Shortly after the Golden Living lawsuit, she invited Auditor General Eugene DePasquale to assess the Department of Health. Dr. Murphy also announced a new nursing home task force. But many families with loved ones in nursing homes have asked if those steps are enough.

“Why haven’t these facilities been shut down,” Amanda asked Dr. Murphy.

“So, the findings in many of our nursing home reports, they are extremely disturbing to myself,” Dr. Murphy responded. “Extremely disturbing to the staff, and certainly not a value the Wolf Administration has for taking care of Pennsylvanians.”

Dr. Murphy went on to say that shutting down a nursing home can actually hurt patients.

For example, shutting down a Golden Living facility means moving 200 residents, many of whom are at risk for injury. Additionally, they would need to go to other nursing homes, many of which are already crowded and struggling with staffing.

There are other actions the state can take, including provisional licenses, fines, and even bans on admitting new residents.

Data from the Department of Health shows a crackdown in 2015, with a 160 percent increase in state actions against nursing homes, along with a 200 percent increase in fines (including Golden Living facilities).
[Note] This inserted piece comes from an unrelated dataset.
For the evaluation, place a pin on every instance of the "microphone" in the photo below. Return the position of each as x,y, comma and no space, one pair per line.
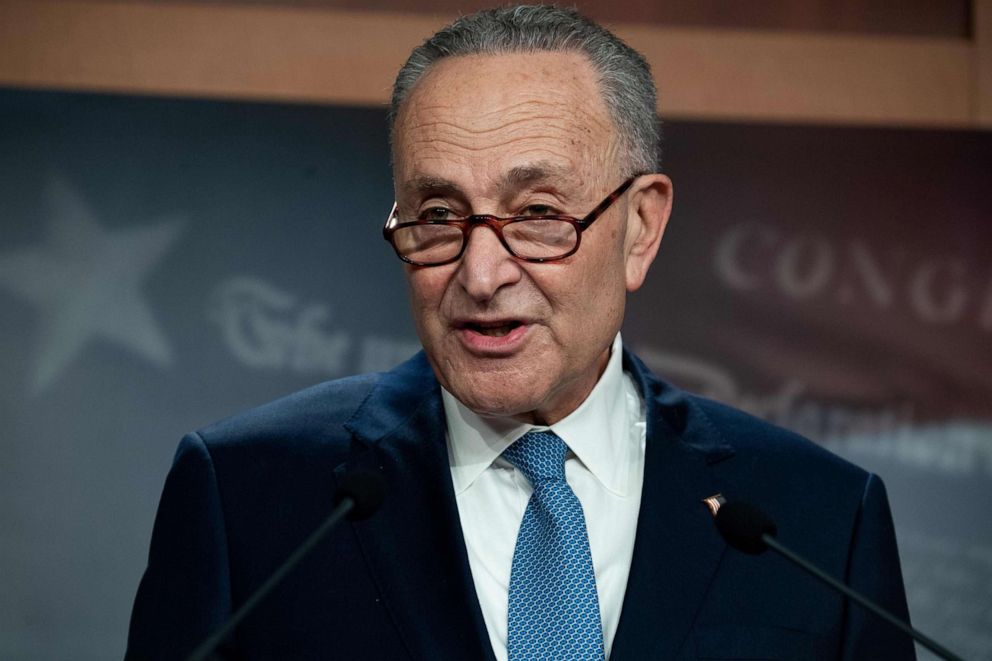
358,497
748,529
The Department of Health has also changed the process for filing complaints against nursing homes. Previously, people filling out those complaints were required to identify themselves. Now, the process is anonymous. As a result, the Department of Health says it has seen a 34 percent increase in complaints.

“It’s not a one and done,” Dr. Murphy said. “We have to continually evaluate what we’re doing and try to make it better.”
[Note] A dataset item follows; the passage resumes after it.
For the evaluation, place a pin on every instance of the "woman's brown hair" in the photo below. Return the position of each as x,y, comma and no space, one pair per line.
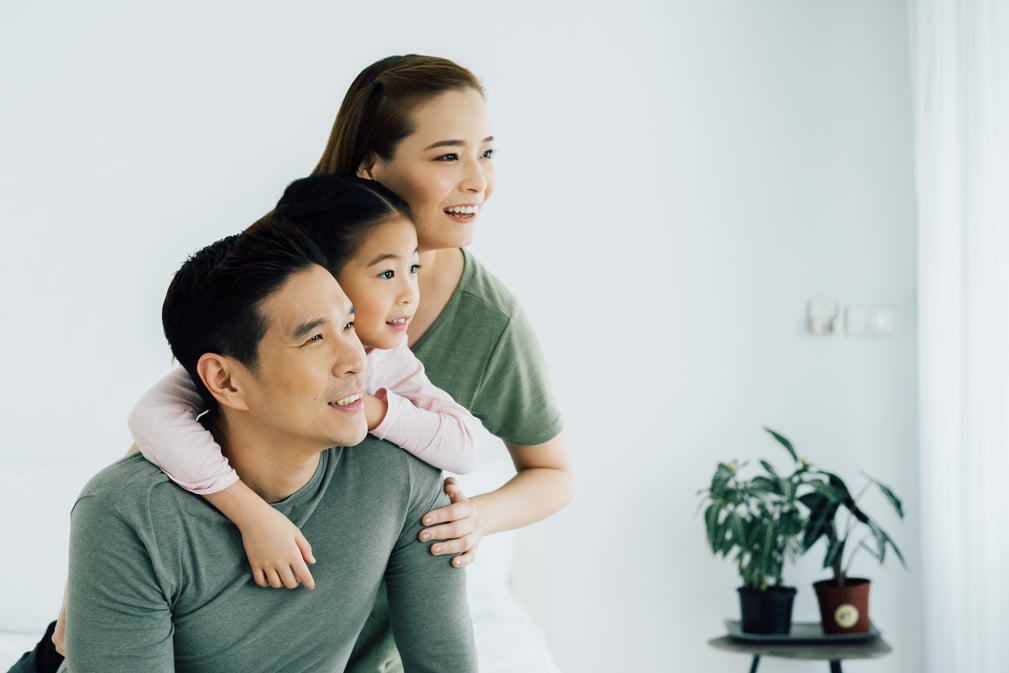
377,111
There are also deeper-running issues.

“Our regulations were last revised in 1999,” Dr. Murphy told ABC27. “And we feel that life has changed dramatically for nursing home residents.”

The task force will recommend changes, but Dr. Murphy admits turning recommendations into laws won’t be easy.

That’s where families get frustrated. Remember, Sandra’s story isn’t over.

“There’s got to be a way of finding a remedy to this,” she said. “it’s inhumane how these people are living.”

After realizing she couldn’t afford a lawsuit against Golden Living, Sandra and nine others went to lawmakers. They testified at the Capitol, telling them everything she told ABC27.

“This was two years ago,” Sandra said. “I never heard anything else from them. So to me, where are the people who are supposed to be helping these people when it comes to their rights? When it comes to their dignity?”

Dr. Murphy was not with the Department of Health when Sandra testified at the Capitol. But now, she is promising to bring attention to nursing home concerns.

“How important is it to get this issue right?” Amanda St. Hilaire asked.

“It’s very important,” Dr. Murphy responded. “It is important for every human being to be taken care of at the highest quality care, whether they’re in acute care hospital, whether they’re in a nursing home. This is our most vulnerable state….so it is critically important we get this right.”

That sentiment gives Sandra hope, not only for those who currently can’t help themselves, but also for her mother’s memory.

“I just feel in my heart that she’s helping me do this,” Sandra said, with tears in her eyes.

Both Sandra and Dr. Murphy say they do not want people to blame nursing staff across the board, pointing out that most are doing the best they can with limited resources.